Defining the concept
This exciting field is evolving so rapidly that no widely accepted definitions exist. Common to many explanations is the idea of synthetic biology as the application of engineering principles to the fundamental components of biology.
All living organisms contain an instruction set that determines what they look like and what they do. These instructions are encoded in the organisms’s DNA — long and complex strings of molecules embedded in every living cell. This is an organism’s genetic code (or “genome”).
Humans have been altering the genetic code of plants and animals for millennia, by selectively breeding individuals with desirable features. As biotechnologists have learned more about how to read and manipulate this code, they have begun to take genetic information associated with useful features from one organism, and add it into another one. This is the basis of genetic engineering, and has allowed researchers to speed up the process of developing new breeds of plants and animals.
More recent advances however, have enabled scientists to make new sequences of DNA from scratch. By combining these advances with the principles of modern engineering, scientists can now use computers and laboratory chemicals to design organisms that do new things–like produce biofuels or excrete the precursors of medical drugs. To many people, this is the essence of synthetic biology.
Below we have listed several of the more commonly referenced definitions:
“Synthetic biology is a) the design and construction of new biological parts, devices and systems and b) the re-design of existing natural biological systems for useful purposes.”

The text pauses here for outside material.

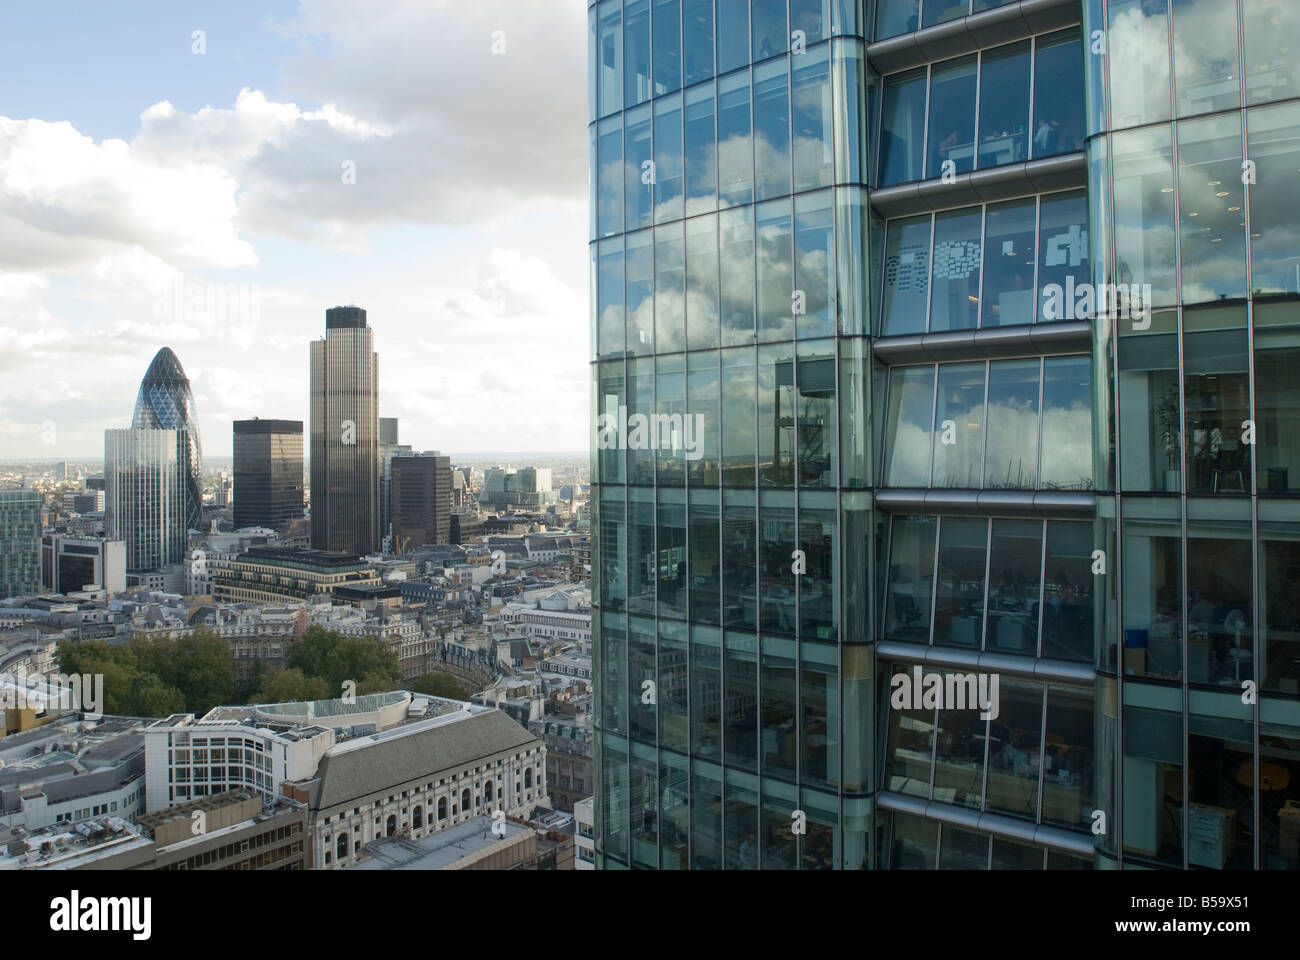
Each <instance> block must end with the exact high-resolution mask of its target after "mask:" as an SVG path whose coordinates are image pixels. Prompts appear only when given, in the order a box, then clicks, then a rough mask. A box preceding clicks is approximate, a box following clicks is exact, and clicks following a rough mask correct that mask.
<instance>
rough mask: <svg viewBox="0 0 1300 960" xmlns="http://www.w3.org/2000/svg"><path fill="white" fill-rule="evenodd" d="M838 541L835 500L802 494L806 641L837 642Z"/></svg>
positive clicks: (804, 599) (801, 511) (803, 609)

Source: Synthetic Biology.org
“Synthetic biology is an emerging area of research that can broadly be described as the design and construction of novel artificial biological pathways, organisms or devices, or the redesign of existing natural biological systems.”
Source: UK Royal Society
“Synthetic biology is a maturing scientific discipline that combines science and engineering in order to design and build novel biological functions and systems. This includes the design and construction of new biological parts, devices, and systems (e.g., tumor-seeking microbes for cancer treatment), as well as the re-design of existing, natural biological systems for useful purposes (e.g., photosynthetic systems to produce energy). As envisioned by SynBERC, synthetic biology is perhaps best defined by some of its hallmark characteristics: predictable, off-the-shelf parts and devices with standard connections, robust biological chassis (such as yeast and E. coli) that readily accept those parts and devices, standards for assembling components into increasingly sophisticated and functional systems and open-source availability and development of parts, devices, and chassis.”
“Synthetic biology is the engineering of biology: the synthesis of complex, biologically based (or inspired) systems which display functions that do not exist in nature. This engineering perspective may be applied at all levels of the hierarchy of biological structures – from individual molecules to whole cells, tissues and organisms. In essence, synthetic biology will enable the design of ‘biological systems’ in a rational and systematic way.”